One thing I’ve realized with age is that you should always thank your teachers — even those whose classes you’d hoped to avoid. And if nothing else, the past year has been a master class on how the world really is a lot smaller than we like to think. That’s an important perspective as we try to figure out global crises that are equally invisible as COVID-19 and unconcerned with boundary lines and border walls, like what’s going on with the climate, or the economic forces that send refugees caravaning in search of sanctuary.

Perhaps the hardest lesson for our country has been how lack of trust in our institutions impacts how we respond to calls for action or civility. And if anyone wants to point to the other side of the partisan divide as the source for our lack of trust, I have a 2020 mirror I’d like to hold up for your gaze. Here are just a few things 2020 taught us: We can do things we never thought we could and have resources that we only discover when we need them. This knowledge could come in handy in the future. Maybe sooner than we expect.

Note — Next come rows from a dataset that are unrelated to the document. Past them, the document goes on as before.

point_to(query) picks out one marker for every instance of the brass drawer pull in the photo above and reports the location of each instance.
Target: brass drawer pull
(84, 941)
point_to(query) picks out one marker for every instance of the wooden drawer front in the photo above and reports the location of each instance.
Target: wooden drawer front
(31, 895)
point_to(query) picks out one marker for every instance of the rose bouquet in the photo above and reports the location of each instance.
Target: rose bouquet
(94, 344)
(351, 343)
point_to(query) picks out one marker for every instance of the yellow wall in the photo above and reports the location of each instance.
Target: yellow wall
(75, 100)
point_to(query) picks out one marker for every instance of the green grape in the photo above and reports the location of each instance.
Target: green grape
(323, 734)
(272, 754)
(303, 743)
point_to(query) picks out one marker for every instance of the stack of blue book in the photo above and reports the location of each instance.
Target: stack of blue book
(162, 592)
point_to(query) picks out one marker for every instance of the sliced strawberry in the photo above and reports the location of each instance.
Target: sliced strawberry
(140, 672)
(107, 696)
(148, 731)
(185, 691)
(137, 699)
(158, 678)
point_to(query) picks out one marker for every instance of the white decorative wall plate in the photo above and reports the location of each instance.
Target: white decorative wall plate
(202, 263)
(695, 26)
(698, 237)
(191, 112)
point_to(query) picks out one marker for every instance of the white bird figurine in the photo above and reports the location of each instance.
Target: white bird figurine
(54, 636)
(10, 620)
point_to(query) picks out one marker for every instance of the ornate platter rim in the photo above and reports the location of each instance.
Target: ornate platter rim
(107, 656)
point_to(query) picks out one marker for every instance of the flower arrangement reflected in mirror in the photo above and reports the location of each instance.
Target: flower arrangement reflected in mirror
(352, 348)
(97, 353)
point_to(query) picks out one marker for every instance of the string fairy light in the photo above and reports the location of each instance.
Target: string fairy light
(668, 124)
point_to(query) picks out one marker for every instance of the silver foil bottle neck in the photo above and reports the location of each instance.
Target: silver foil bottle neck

Neighborhoods are full of neighbors. We’ve hopefully gotten to know a few of them last year, or at least learned to recognize them while out walking and biking.

The “frontlines” of a global crisis can be right downtown at the hospital or just down the street at your grocery store or biggest revelation of all, right in front of you as you wash your hands, keep your distance and cover your mouth. The frontlines were never really that far away. In fact, if we’re taking responsibility for our own actions and willing to sacrifice for the common good, we are all frontline workers.

The toughest lesson of 2020 is one that we all learn eventually, but that was driven home with special poignancy in a pandemic

that targeted the elderly and infirm. The daily death count ticking higher on every news channel reminds us that people close to us are not going to be there forever. Sometimes not even until next year. This is a lesson we should hold close.

But the contrary lesson is that, in spite of death and peril, we have to keep moving. Like life itself, civilization isn’t static. It either grows or it dies, and there are human costs to bear with every choice we make. Maybe we haven’t completely learned this lesson. Maybe we never will.

During the Blitz in Great Britain in WWII, Christian philosopher C.S. Lewis delivered a lecture on “Learning in War Time,” in which he offered three mental exercises to help young scholars continue in their studies in spite of the apocalyptic death and destruction all around. His recommendations were to exercise self-control in place of the excitements of the war, faith in exchange for frustration and sobriety (or clarity of focus) in place of fear.

The ideal conditions for us to pursue the good life are never completely in place and yet we persevere. That’s self-control. No one ever has time to finish the tasks of life, so we must face all our uncertain futures with faith. Finally, no one will escape death only, perhaps, extend our time on Earth, so we must accept the human condition with clear eyes.

I’ll add one more exercise that could be helpful: counting your blessings. We live in a remarkable state that has been spared much of the worst of the pandemic.

To that end, and to lighten things up a bit here at the start of 2021, we’ve counted a few of the many blessings that NH has given the world in our cover story. No need to say thanks. You’re already welcome.